En paralelo, Sheinbaum argumenta que su reforma es parte de los “100 puntos de gobierno”, enfocada en la austeridad. Señala que la elección judicial costó 8 mil millones de pesos y que el INE gasta demasiado. Lo paradójico es que, mientras se acusa al órgano electoral de desperdiciar recursos, el mismo Ejecutivo organiza conferencias diarias con producción, staff y hasta pasteles de cumpleaños, como ocurrió el 19 de junio con motivo de los 63 años de la presidenta.
El PRI, por su parte, no tardó en encender las alarmas. Alejandro Moreno, líder del tricolor, comparó la iniciativa con las leyes del régimen nazi de 1933, que concentraron el poder judicial en manos del partido dominante. Aunque el paralelismo resulta exagerado y cargado de oportunismo político, sirve para ilustrar el clima de desconfianza que envuelve cualquier intento de “reformar” a los órganos autónomos desde el poder.
Los medios han recogido también el intento de Sheinbaum por marcar distancia con la reforma de AMLO. A diferencia de aquella que proponía una transformación total del INE —incluyendo cambiar su nombre, reducir consejeros y someterlos a elección popular—, la presidenta asegura que su iniciativa será “más técnica, menos rupturista” y sin intención de eliminar la autonomía del instituto. Sin embargo, el mensaje político no cambia: lo que molesta no es el gasto, ni el número de consejeros, sino la posibilidad de que el INE cuestione los resultados cuando no conviene.

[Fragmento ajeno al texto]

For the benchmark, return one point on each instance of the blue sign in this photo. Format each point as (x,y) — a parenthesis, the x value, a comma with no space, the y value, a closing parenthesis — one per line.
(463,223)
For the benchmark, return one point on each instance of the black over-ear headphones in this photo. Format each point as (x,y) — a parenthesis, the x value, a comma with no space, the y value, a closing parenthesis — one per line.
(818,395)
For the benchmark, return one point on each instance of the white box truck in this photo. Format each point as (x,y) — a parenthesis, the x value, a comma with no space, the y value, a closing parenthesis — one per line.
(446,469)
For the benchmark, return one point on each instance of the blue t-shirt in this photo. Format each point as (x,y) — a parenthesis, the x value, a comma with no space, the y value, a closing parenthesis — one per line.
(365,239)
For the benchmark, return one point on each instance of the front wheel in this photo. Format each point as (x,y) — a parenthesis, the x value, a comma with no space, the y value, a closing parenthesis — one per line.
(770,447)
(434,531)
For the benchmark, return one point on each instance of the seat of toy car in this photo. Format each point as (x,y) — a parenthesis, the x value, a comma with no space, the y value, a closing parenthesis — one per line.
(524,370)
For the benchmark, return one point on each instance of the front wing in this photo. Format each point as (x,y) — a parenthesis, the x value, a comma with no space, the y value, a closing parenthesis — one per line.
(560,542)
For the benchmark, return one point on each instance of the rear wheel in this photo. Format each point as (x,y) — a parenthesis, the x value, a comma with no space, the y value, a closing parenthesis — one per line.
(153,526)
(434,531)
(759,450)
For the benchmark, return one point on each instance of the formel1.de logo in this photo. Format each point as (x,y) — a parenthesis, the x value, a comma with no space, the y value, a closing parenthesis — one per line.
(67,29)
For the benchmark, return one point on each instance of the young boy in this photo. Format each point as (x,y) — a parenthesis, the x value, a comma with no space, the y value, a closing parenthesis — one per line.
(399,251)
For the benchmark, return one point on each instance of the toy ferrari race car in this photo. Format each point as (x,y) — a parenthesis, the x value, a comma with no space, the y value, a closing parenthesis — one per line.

En resumen, lo que busca esta reforma no es sólo “racionalizar” recursos o democratizar la representación legislativa. Su corazón político parece latir al ritmo de una urgencia mayor: tener un árbitro electoral que no se rebele, que no contradiga al proyecto de la Cuarta Transformación y que, llegado el momento, sepa quedarse callado cuando lo importante no es la democracia, sino la continuidad.